Daybreak Oil and Gas, Inc. is an independent oil and gas company currently engaged in the exploration, development and production of oil and gas in California and Kentucky. The Company is headquartered in Spokane, Washington, with an operations office in Friendswood, Texas. We own a 3-D seismic survey that encompasses 20,000 acres over 32 square miles with approximately 6,500 acres under lease in the San Joaquin Valley of California. Daybreak operates production from 20 wells in our East Slopes project area, Kern County, California. We also own an average 25% working interest in nine producing oil wells and have approximately 7,300 acres under lease in the Appalachian Basin in Lawrence County, Kentucky.
More information about Daybreak Oil and Gas, Inc. can be found at .
Contact: Ed Capko Investor Relations Email:

Original press release of the Daybreak and App Energy venture from Sept 2013. Anticipating 50,000 bbl from each well with each well cost of $800,000.

Good to know so far. The original press release says this drilling is in the Berea Oil Sand. Isn't that what the Louisa area is part of? Some relatives and I have received a lease offer from Nytis for an old family farm off 23 close to Louisa, but we've also had an offer to buy, and my uncle is 80 and wants to sell. I'm thinking I want to see if I can withhold my share from the sale for drilling instead.

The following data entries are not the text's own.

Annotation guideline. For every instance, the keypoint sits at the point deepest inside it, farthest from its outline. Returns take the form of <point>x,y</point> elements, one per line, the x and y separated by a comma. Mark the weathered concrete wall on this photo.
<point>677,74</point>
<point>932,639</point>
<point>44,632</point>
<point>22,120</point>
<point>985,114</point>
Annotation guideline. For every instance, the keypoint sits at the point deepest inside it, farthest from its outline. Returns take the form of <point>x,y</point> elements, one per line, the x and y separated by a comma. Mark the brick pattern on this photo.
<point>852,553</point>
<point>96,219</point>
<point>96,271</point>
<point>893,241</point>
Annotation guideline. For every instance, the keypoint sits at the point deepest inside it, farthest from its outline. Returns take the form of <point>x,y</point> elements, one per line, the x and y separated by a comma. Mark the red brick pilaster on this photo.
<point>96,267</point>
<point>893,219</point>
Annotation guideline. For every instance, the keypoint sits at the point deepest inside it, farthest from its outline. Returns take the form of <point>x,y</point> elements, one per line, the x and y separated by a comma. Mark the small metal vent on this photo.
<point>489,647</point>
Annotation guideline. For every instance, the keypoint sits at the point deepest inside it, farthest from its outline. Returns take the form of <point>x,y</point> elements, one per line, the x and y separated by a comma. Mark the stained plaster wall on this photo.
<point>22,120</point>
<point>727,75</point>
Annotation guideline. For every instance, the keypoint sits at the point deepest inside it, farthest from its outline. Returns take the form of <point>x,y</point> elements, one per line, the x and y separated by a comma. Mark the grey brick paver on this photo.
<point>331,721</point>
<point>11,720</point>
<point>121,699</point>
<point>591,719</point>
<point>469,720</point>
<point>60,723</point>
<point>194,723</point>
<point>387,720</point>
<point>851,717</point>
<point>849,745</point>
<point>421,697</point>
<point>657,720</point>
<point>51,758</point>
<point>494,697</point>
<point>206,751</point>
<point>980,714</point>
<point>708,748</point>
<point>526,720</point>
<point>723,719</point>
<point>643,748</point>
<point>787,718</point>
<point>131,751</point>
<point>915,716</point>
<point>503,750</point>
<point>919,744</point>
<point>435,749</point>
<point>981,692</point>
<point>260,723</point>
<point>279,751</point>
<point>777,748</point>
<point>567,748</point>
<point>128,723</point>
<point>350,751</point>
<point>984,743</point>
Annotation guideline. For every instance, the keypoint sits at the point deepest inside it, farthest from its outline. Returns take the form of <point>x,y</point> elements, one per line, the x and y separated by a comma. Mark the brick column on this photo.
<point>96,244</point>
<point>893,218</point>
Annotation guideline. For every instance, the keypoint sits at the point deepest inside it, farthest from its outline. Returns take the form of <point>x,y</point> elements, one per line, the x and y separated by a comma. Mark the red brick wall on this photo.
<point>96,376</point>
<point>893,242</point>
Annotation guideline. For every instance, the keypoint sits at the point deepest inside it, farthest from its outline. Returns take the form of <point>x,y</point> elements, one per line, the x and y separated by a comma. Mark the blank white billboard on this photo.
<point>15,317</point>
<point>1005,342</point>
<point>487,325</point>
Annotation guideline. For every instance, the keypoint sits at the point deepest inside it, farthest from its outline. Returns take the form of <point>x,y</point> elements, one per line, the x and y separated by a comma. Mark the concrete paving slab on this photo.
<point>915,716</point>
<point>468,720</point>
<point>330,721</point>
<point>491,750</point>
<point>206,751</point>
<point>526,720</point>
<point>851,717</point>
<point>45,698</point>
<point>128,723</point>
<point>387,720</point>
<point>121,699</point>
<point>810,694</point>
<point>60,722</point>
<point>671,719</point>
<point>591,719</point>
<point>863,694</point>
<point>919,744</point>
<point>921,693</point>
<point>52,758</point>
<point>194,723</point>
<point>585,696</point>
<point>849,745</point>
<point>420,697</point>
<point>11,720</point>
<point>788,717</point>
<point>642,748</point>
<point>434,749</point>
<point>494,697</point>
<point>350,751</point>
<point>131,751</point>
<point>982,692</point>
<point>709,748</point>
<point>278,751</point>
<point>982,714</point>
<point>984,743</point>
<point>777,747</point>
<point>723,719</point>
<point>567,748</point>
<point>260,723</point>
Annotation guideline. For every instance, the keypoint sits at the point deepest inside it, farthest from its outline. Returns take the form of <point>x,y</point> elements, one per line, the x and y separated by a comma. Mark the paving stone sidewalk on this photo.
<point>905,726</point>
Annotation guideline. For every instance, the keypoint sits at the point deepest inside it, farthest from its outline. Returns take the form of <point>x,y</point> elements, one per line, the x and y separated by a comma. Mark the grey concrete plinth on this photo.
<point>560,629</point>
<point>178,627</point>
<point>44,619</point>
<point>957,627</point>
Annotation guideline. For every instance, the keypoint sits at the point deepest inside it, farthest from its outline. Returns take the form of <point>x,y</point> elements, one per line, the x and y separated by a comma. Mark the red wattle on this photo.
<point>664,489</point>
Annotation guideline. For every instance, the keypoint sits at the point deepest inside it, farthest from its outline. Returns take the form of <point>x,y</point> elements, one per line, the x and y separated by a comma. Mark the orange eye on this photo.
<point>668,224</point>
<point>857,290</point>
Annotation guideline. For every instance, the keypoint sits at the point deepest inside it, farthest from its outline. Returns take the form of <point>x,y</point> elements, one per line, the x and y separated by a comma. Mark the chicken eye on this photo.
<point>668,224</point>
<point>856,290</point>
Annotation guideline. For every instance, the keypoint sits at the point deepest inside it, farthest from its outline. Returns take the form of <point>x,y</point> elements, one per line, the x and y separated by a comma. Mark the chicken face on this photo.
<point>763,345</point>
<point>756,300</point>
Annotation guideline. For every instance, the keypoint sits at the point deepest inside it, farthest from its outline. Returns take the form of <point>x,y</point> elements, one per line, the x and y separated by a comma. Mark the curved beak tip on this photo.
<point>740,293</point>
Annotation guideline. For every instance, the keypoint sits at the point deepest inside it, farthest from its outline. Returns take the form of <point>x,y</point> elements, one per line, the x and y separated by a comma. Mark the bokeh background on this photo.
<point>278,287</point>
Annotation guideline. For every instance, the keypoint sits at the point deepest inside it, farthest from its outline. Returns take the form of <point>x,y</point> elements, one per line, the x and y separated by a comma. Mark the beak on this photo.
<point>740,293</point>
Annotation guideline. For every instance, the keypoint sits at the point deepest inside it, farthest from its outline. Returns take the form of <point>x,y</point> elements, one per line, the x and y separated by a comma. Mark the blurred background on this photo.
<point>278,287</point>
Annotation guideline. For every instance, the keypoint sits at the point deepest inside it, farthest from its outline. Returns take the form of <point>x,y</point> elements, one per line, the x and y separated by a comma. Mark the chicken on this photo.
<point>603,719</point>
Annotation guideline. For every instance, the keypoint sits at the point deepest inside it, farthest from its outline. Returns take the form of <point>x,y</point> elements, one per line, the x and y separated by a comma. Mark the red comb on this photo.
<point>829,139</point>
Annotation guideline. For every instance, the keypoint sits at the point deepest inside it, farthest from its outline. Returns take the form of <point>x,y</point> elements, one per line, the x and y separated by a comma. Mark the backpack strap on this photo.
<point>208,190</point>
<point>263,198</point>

Sorry for the delay in my response, but I had to locate the lease proposal from Nov a year ago, and on top of that, the proposal was never entirely clear to me. Our family spokesperson in KY was told verbally that the proposal was only for a pipeline underneath our property to run from a well or wells on other property, and that if surface operations were desired, another kind of lease would have to be drawn up, but the written language includes a lot about exploring & drilling. Those words may have only been referring to pooled properties, and to preserving Nytis some future rights with our property if reserves were somehow discovered, but I don't feel like trying to read & understand the whole thing again. Long short, for non-surface operations we were offered $36 per acre for 3 years total, and 1/8th royalty for whatever was transported. Seemed low compared to typical surface operation bonus/royalties, but for just a transport pipeline, if that were actually the case, and if it did not include fracking extensions from other property, which was a part unclear to me, I thought it was pretty generous, and we were told it was a standard offer for what was intended.

As it turned out, one of the owners assumed fracking was part of the deal and didn't want the environmental or liability risk, and the majority of the owners preferred to sell anyway. We have since received a fairly generous offer to purchase for personal use, and a draft purchase agreement is already in the hands of an attorney representing my family. I discussed retaining my mineral rights with the buyer in advance, but his wife is totally against any use of the land for oil & gas, he was on the fence about the idea, and he has language in the draft retaining all the mineral rights for himself. He already owns land and lives "next door", so I'm not going to push the issue.